After the war, their mother Binie decided to research the adoption records, and she tracked down Thomas’s birth mother in south Mississippi. A friendship ensued, with the two ladies meeting yearly to discuss their lives and share their heartache. They often met in the middle, in Louisville, Mississippi, at the restaurant at Lake Tiak-o’Khata.

The little baby who would become Thomas Duckworth had been placed for adoption because his birth mother and father felt that they could not support another child. Maybe someone else could give their boy a good home. It was the right thing to do.

The two mothers’ friendship grew, and Thomas’s birth mother got his military medals, bestowed by none other than Binie, a woman from Columbus, Mississippi, whose “nobler sentiment” overcame her own motherly attachments to hold on to her son’s decorations of war.

She also had a desire to give a child a home and fulfill her daughter’s request for a long-hoped-for baby brother.

It was the right thing to do.

A photograph of Seaman Duckworth in his uniform hung on the wall beside the image of the U.S.S. Sims, along with a letter signed by President Franklin D. Roosevelt, sending condolences to the family on the loss of their son. In that black-and-white picture, his shining brown eyes, wavy brown hair, and strikingly handsome smile make him look so alive that you forget that he died in the service of his country.

You’ll not find his picture if you Google his name, but you will find a photograph of that stone in Friendship Cemetery. His parents are buried in Plot 894, as is Miss Alice and other relatives.
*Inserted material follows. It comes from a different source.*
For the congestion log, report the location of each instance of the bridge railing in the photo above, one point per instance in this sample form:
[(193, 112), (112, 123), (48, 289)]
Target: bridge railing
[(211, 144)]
I’ve been there, having accompanied her on a visit. Toward the end, she repeated stories and phrases, as the aged often do, but I never tired of hearing her say the following words:

“I had a little brother. His name was Thomas.”

Inscription on the tombstone. Note that the year is incorrect, since the United States did not become involved in World War II until after Pearl Harbor (December 7, 1941).

There are two excellent sources I came across after searching to see if any information existed on Thomas Duckworth.

Tombigbee Tales, a podcast by P. Shannon Evans, has an episode from January 30, 2025 titled “Thomas Edward Duckworth – The Battle of the Coral Sea.”

I also found some eyewitness information on the sinking of the U.S.S. Sims at delsjourney.com “The Battle of the Coral Sea: The U.S.S. Sims (DD-409).